I also put an id attribute on the iframe so it will be easy and fast to target with JavaScript.

2. Load the YouTube Player API

You could just link to it in a <script>, but all their documentation shows loading it async style, which is always good for third-party scripts, so let’s do that:

// Inject YouTube API script
var tag = document.createElement('script');
tag.src = "//www.youtube.com/player_api";
var firstScriptTag = document.getElementsByTagName('script')[0];
firstScriptTag.parentNode.insertBefore(tag, firstScriptTag);

3. Create a global function called onYouTubePlayerAPIReady

This is the callback function that the YouTube API will call when it’s ready. It needs to be named this.

function onYouTubePlayerAPIReady() {

}

It’s likely you have some structure to your JavaScript on your page, so generally I’d recommend just having this function call another function that is inside your organizational system and get going on the right track right away. But for this tutorial, let’s just keep it soup-y.

4. Create the Player object

This is the object that has the ability to control that video. We’ll create it using the id attribute on that iframe in our HTML.

var player;

function onYouTubePlayerAPIReady() {
  // create the global player from the specific iframe (#video)
  player = new YT.Player('video', {
    events: {
      // call this function when player is ready to use
      'onReady': onPlayerReady
    }
  });
}

Another callback!

5. Create the “player ready” callback and bind events

We named this function when we created the player object. It will automatically be passed the event object, in which event.target is the player, but since we already have a global for it let’s just use that.

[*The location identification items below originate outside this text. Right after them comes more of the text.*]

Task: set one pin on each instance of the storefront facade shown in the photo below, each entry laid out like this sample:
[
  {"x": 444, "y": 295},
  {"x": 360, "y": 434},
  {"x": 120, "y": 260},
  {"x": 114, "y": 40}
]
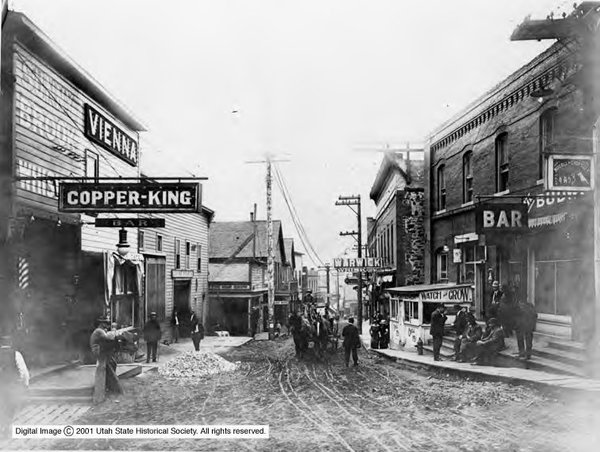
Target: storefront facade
[
  {"x": 504, "y": 201},
  {"x": 56, "y": 123}
]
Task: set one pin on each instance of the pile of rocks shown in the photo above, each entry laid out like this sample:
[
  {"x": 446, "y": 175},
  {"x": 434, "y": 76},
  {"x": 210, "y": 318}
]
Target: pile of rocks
[{"x": 195, "y": 364}]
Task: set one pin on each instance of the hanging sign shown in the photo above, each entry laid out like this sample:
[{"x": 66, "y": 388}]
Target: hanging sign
[
  {"x": 128, "y": 198},
  {"x": 103, "y": 132},
  {"x": 570, "y": 172},
  {"x": 130, "y": 222}
]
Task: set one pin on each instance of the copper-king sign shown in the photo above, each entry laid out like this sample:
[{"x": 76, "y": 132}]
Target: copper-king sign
[{"x": 123, "y": 197}]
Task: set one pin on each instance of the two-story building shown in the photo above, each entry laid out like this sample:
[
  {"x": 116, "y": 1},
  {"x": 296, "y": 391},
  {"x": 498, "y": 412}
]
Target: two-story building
[
  {"x": 238, "y": 252},
  {"x": 57, "y": 122},
  {"x": 396, "y": 234},
  {"x": 506, "y": 185}
]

Here we bind a simple click event to an element on the page with the id #play-button (whatever custom button you want) and call the player object’s playVideo method.

function onPlayerReady(event) {
  
  // bind events
  var playButton = document.getElementById("play-button");
  playButton.addEventListener("click", function() {
    player.playVideo();
  });
  
  var pauseButton = document.getElementById("pause-button");
  pauseButton.addEventListener("click", function() {
    player.pauseVideo();
  });
  
}

All Together Now

And that’ll do it! Here’s a demo:

I used a little SVG templating in there for the buttons just for fun.

For Vimeo

1. Make sure the iframe src URL has ?api=1 at the end

<iframe src="//player.vimeo.com/video/80312270?api=1" frameborder="0" webkitallowfullscreen mozallowfullscreen allowfullscreen id="video"></iframe>

I also put an id attribute on the iframe so it will be easy and fast to target with JavaScript.

2. Load the “froogaloop” JS library

The Vimeo player API actually works by sending commands through postMessage right to the iframe. You don’t need the froogaloop library to do that, but postMessage has some inherent complexities that this library (by Vimeo themselves) makes way easier. Plus it’s only 1.8kb so I’d recommend it.

<script src="froogaloop.min.js"></script>

3. Create the player object

var iframe = document.getElementById('video');

// $f == Froogaloop
var player = $f(iframe);

We target the iframe by the id attribute we added. Then we create the player using the special froogaloop $f.

4. Bind events

All we have to do now is call methods on that player object to play and pause the video, so let’s call them when our play and pause buttons are clicked.

var playButton = document.getElementById("play-button");
playButton.addEventListener("click", function() {
  player.api("play");
});

var pauseButton = document.getElementById("pause-button");
pauseButton.addEventListener("click", function() {
  player.api("pause");
});

All Together Now

That’ll do it for Vimeo. Here’s a demo:


You can do much more with the APIs for both of these services. It can be pretty fun, just dive in!